Metadata-Version: 2.1
Name: pyspecdata
Version: 0.9.45.5
Summary: Object-Oriented, Multi-dimensional Spectroscopic Data Processing
Author-Email: John Franck <john.franck@outlook.com>
Requires-Dist: sympy
Requires-Dist: numpy>=1.26.5
Requires-Dist: numexpr>=2.10.0
Requires-Dist: tables>=3.10.1
Requires-Dist: scipy
Requires-Dist: h5py
Requires-Dist: matplotlib>=3.8.0
Requires-Dist: pillow
Requires-Dist: pint
Requires-Dist: lmfit>=1.1
Description-Content-Type: text/x-rst

.. image:: https://zenodo.org/badge/24356894.svg
   :target: https://zenodo.org/badge/latestdoi/24356894
   
To learn more about pyspecdata, you can head over to the `documentation <http://jmfrancklab.github.io/pyspecdata>`_.
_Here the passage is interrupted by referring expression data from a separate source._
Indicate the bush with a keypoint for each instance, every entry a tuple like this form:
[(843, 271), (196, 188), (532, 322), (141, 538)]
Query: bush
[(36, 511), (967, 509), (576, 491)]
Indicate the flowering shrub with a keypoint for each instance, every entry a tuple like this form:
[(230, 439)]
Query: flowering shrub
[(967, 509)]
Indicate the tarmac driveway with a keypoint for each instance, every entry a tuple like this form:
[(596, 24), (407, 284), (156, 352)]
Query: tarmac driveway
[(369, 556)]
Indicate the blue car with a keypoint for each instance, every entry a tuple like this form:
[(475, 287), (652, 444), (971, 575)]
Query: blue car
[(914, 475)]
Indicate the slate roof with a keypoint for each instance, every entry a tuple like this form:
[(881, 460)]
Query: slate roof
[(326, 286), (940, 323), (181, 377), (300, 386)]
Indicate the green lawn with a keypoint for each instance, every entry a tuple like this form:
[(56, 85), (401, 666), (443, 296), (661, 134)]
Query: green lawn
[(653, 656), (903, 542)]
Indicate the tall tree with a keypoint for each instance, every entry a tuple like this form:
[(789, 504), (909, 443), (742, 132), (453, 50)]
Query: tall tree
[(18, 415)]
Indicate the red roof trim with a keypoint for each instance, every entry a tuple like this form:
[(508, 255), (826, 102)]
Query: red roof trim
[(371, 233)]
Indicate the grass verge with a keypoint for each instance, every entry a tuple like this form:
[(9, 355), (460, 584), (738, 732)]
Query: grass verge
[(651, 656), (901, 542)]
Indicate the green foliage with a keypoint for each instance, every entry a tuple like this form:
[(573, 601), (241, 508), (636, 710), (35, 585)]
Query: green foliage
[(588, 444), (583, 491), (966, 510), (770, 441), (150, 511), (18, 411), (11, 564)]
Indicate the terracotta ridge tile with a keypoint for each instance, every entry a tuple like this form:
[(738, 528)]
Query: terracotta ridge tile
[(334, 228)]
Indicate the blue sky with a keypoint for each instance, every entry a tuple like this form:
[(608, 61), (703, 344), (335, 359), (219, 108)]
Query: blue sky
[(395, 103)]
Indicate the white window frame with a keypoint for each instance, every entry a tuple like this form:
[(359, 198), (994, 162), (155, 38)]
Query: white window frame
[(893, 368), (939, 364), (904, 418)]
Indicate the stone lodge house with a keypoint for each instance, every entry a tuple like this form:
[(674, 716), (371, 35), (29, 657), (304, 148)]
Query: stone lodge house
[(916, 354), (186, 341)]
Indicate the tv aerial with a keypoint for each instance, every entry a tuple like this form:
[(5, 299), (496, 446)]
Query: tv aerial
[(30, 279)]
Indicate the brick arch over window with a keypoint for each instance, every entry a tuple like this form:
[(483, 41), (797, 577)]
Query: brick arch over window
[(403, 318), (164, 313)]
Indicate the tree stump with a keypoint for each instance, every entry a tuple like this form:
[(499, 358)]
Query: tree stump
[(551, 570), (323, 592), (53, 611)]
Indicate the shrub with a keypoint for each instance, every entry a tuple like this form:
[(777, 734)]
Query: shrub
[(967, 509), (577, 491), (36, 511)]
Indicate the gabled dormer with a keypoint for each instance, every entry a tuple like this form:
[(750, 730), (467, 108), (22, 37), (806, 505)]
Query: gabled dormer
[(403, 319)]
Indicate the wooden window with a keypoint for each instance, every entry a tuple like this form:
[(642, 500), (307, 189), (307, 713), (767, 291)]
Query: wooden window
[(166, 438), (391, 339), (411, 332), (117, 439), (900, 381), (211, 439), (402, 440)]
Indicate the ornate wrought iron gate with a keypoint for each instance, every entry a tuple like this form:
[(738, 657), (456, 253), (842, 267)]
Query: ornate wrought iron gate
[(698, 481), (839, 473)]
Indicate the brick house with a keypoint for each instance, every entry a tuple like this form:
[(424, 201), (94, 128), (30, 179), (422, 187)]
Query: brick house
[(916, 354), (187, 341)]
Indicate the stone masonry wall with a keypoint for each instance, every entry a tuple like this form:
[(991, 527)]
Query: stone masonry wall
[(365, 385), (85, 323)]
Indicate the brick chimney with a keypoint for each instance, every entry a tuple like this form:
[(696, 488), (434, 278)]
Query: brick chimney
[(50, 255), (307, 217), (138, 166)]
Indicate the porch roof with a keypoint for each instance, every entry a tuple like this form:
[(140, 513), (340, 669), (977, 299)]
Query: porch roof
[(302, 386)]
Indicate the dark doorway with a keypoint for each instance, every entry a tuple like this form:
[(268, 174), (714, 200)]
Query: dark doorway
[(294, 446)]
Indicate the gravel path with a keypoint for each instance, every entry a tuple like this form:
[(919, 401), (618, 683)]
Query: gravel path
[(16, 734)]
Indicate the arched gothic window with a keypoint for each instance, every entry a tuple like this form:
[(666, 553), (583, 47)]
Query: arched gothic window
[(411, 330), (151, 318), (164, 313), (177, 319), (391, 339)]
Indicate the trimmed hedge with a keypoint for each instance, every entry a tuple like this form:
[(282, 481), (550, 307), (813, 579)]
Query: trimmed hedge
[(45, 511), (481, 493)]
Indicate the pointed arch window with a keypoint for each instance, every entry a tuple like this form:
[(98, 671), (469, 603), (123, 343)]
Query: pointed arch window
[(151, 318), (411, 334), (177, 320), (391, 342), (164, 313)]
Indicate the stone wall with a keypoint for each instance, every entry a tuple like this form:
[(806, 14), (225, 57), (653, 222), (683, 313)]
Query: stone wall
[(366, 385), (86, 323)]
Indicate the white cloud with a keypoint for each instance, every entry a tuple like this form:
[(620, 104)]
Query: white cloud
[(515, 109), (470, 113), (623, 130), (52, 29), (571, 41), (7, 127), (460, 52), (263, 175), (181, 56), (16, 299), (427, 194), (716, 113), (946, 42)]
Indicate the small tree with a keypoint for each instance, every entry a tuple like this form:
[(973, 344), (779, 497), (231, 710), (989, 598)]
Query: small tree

If you already know that you want to install,
see `Installation <#installation>`_

Please note this package is heavily utilized by three other packages that our lab manages on github:

-   `ODNP processing scripts <https://github.com/jmfrancklab/proc_scripts/>`_
-   `Classes for communicating with instruments <https://github.com/jmfrancklab/inst_notebooks/>`_
-   `SpinCore Extension <https://github.com/jmfrancklab/spincore_apps/>`_

We have somewhat recently added fast compiled Fortran functions for things like
2D ILT (Tikhonov regularization with basis set compression) for NMR (Nuclear Magnetic Resonance),
so please read the install instructions
carefully!

===========
pySpecData
===========

Object-oriented Python package for processing spectral data -- or in general, *n*-dimensional data with labeled axes (i.e. *N*-dimensional gridded data or "nddata").
It depends on numpy, which provides very fast manipulations of *N*-dimensional gridded arrays ("ndarray").
This package has some overlap with xarray,
but it doesn't attempt to mimic pandas notation,
shooting instead for very compact notation for natural slicing, etc.
It mainly focuses on making it easier to *quickly write good code
for processing spectroscopy data*.
In particular, it takes care of various features related to fourier
transformation, error propagation, and direct products in multidimensional data with
little to no interaction from the user.

If you are working in a lab developing new spectroscopic methodologies, then this package is definitely for you.
If you deal with multi-dimensional data of some other form, then it's likely for you.
Features include:

Features
========

* Labeled axes allow one to manipulate datasets (potentially with different dimensions) without having to explicitly keep track of what the different dimensions correspond to.  Code becomes more legible.  Also, tiling, direct product, and gridding functions become obsolete.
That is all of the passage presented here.